Around this time the Princess starts to fondle the divorce lawyer’s chest hair and puckers up for a kiss, though she is supposedly to marry the Prince—her one true love—who she had previously been raving and crooning pleasantly about. This scene is particularly abhorrent since the prelude to the fondling is the Princess getting angry but then suddenly calming down and feeling attracted to the open bathrobe of the divorce lawyer—almost a “make-up sex” scene if Disney could have pumped that “PG” rating a little more. If only we could let the Prince know…
The divorce lawyer and the Princess do go on a date together, and Disney tosses about the idea that maybe people should “get to know one another” before further commitment, whatever that is, but which the audience might presume to be marriage. Over dinner the conversation meanders to the fact that there is a kid with no mother following the divorce lawyer around. The single parent divorce lawyer mumbles something about things not working out between he and his one night stand, live-in girlfriend, or divorced wife—whichever it is, Disney doesn’t reveal to us, only that “she left”. The divorced lawyer’s moping cynical existence begs the question: Why burden the upbeat Princess with your impropriety and sullenness?

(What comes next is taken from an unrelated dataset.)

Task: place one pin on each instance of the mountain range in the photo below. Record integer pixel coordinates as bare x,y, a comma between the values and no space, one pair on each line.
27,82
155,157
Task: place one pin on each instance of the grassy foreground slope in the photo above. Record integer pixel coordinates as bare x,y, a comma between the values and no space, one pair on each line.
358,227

Yet here the single parent divorce lawyer happily sits at dinner with the ravishing Princess, calculating his next amorous relationship with a real life floozy. Whatever happened to Dr. Laura’s advice that single parents should stay single while raising their children, instead of creating an unnecessary hectic drama that the singles dating scene is sure to burden their children with? Obviously, the cartoon-made-CGI chipmunk didn’t whisper that bit of advice in his ear.

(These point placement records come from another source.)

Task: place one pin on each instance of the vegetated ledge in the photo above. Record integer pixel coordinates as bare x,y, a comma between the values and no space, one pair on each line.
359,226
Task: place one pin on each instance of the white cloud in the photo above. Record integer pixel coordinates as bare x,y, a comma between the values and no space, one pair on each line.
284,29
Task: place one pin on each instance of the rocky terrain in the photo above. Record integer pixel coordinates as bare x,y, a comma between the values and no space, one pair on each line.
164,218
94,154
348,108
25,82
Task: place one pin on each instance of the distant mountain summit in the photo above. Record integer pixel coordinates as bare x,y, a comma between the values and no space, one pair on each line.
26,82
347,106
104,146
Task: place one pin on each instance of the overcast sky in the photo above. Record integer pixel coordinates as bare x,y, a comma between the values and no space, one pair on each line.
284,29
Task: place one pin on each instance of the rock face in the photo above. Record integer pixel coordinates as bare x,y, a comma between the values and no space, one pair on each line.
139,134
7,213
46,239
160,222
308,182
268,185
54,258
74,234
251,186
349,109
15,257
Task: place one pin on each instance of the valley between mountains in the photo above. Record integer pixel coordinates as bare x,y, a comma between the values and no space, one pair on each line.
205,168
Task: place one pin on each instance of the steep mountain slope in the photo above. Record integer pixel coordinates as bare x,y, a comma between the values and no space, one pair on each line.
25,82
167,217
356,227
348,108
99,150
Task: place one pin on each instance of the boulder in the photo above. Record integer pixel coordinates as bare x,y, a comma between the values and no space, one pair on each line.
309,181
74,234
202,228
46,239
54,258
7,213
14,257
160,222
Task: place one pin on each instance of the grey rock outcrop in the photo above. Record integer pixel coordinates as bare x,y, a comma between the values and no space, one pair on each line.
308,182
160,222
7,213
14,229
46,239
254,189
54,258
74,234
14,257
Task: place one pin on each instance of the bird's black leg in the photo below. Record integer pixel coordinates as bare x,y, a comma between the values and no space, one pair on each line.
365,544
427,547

The whole movie falls flat on its face when an unbridled swinger’s party erupts at the end and the main characters all switch love partners. Everyone gets kicked to the curb but rebounds with another love interest! The Princess falls in love with the single parent divorce lawyer, and the Prince falls in love with the five year girlfriend of the divorce lawyer—both of whom they only met the day before. Oops! Sorry for spoiling the end of the movie!
So much for “getting to know someone” when Disney returns triumphantly to the love of immediacy which they were apparently spoofing all along. Unknown to Disney and its producers is the fact that to truly satirize something (beyond immature spoofing) is to include its correction, and Enchanted unfortunately serves to exacerbate or at least tolerate societal problems of divorce and sexual irresponsibility.
Disney could have scripted the Princess falling deeper in love with the Prince after discovering the Prince really was a loving and honorable guy. The divorce lawyer could have rediscovered his love for his long time girlfriend and offered up on bended knee some bling for her finger, or reconciled with the mother of his child (Oh! the horror!), but Disney had other plans for the characters by clamoring them past the ongoing wreckage of relationships.
Wrapped in a veneer of family friendly fairytale magic and appealing animated animals, kids instead get a dose of broken families, sexual innuendo, chest hair fondling, “swinging” and a bad bout of Christina Aguilera type wailing at the end.
Enchanted is a depressing affair, not an enlightening love story. Watch Sex and the City, it does a better job.